Estoy de acuerdo con la nueva Ley contra el odio. Hasta cuándo la derecha apátrida seguirá desconociendo e incitando al odio contra un gobierno querido, amado y democrático como el que tenemos en Venezuela.

Hay que ser ciego para no reconocer nuestro progreso y bienestar. No sé qué les molesta de tan excelente y necesaria ley. Cumplirla es fácil. He aquí una guía práctica para entenderla, escribir, pensar y hablar sin temor de ir presos a “La Tumba” o al “Helicoide”.
Consejos.

-Cuando mencione al presidente, diga: nuestro querido e iluminado líder benefactor.

-Cuando se refiera a colas inducidas por la derecha donde, ancianos, mujeres y niños pasan horas humillantes e interminables para comprar comida, medicina o para que un banco les dé 10.000 bolívares (10 centavos de dólar), usted diga: la revolución ha logrado que personas de diferentes edades y sexos, socialicen felices durante horas mientras se colocan como en un juego, una detrás de la otra.

-Según el artículo 2, solo se podrá hablar del presidente o de la presidenta del CNE usando su nombre de pila.

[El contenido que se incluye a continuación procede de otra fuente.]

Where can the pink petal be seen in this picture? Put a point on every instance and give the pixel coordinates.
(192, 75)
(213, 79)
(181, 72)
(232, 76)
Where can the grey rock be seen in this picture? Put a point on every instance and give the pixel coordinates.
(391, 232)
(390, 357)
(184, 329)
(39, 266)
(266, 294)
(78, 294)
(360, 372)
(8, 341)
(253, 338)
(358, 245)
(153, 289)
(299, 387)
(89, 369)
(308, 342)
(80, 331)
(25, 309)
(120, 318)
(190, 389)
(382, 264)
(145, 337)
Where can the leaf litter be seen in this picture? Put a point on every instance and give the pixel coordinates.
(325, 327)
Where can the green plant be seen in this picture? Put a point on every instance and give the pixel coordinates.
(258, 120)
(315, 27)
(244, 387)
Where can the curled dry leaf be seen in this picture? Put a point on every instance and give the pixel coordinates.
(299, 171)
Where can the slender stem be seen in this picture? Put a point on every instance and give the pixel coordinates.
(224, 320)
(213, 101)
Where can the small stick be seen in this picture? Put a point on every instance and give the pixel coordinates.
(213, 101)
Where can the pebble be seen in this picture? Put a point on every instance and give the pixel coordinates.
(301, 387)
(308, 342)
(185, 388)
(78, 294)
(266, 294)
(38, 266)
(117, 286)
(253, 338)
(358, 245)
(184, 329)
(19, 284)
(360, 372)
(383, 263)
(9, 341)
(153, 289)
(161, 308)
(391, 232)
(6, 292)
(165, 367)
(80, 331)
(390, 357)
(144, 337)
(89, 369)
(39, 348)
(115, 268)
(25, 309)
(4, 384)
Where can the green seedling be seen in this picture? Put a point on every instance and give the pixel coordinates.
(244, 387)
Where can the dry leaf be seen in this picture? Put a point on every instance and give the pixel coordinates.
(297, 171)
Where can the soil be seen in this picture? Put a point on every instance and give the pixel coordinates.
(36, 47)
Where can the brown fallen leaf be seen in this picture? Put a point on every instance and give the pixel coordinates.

Cualquier adjetivo será penalizado.

-Tal y como indica el ordinal 6, se impedirá la discriminación de sexo y género al mencionar los órganos genitales: el pene será llamado la pena y la vagina, el vagino.

-Artículo 12: queda prohibida la perniciosa costumbre sexista e imperialista de llamar al padre hombre, papá y a la madre hembra, mamá. Ahora, se igualan ambos sexos. Al padre se le llamará papo y a la madre, mamo.

-Queda prohibido decir que algún funcionario del gobierno ha robado. En el supuesto negado de que esto ocurriera, se reseñará así: la derecha le mete ideas malas en la cabeza a funcionarios revolucionarios y estos, sin querer, toman prestados cientos de millones de dólares.

-Queda prohibido decir: la noche está negra u oscura. Ahora se dirá: la noche está afrodescendiente.

-Un cocinero, al escribir parchita en una receta, deberá mencionarla como la fruta de las pepitas, ya que su antiguo nombre incita al odio homofóbico.

Por último, y esto no está en la ley, la verdad verdadera, de verdaíta, es que antes de esta maravillosa ley, ya todos dijimos lo que teníamos que decir. Hablamos lo que teníamos que hablar. Votamos lo que teníamos que votar. Advertimos lo que teníamos que advertir. Marchamos y protestamos lo que teníamos que marchar y protestar.

Entonces… qué importa la Ley contra el odio y la intolerancia, si ya nadie se tolera y todos nos odiamos.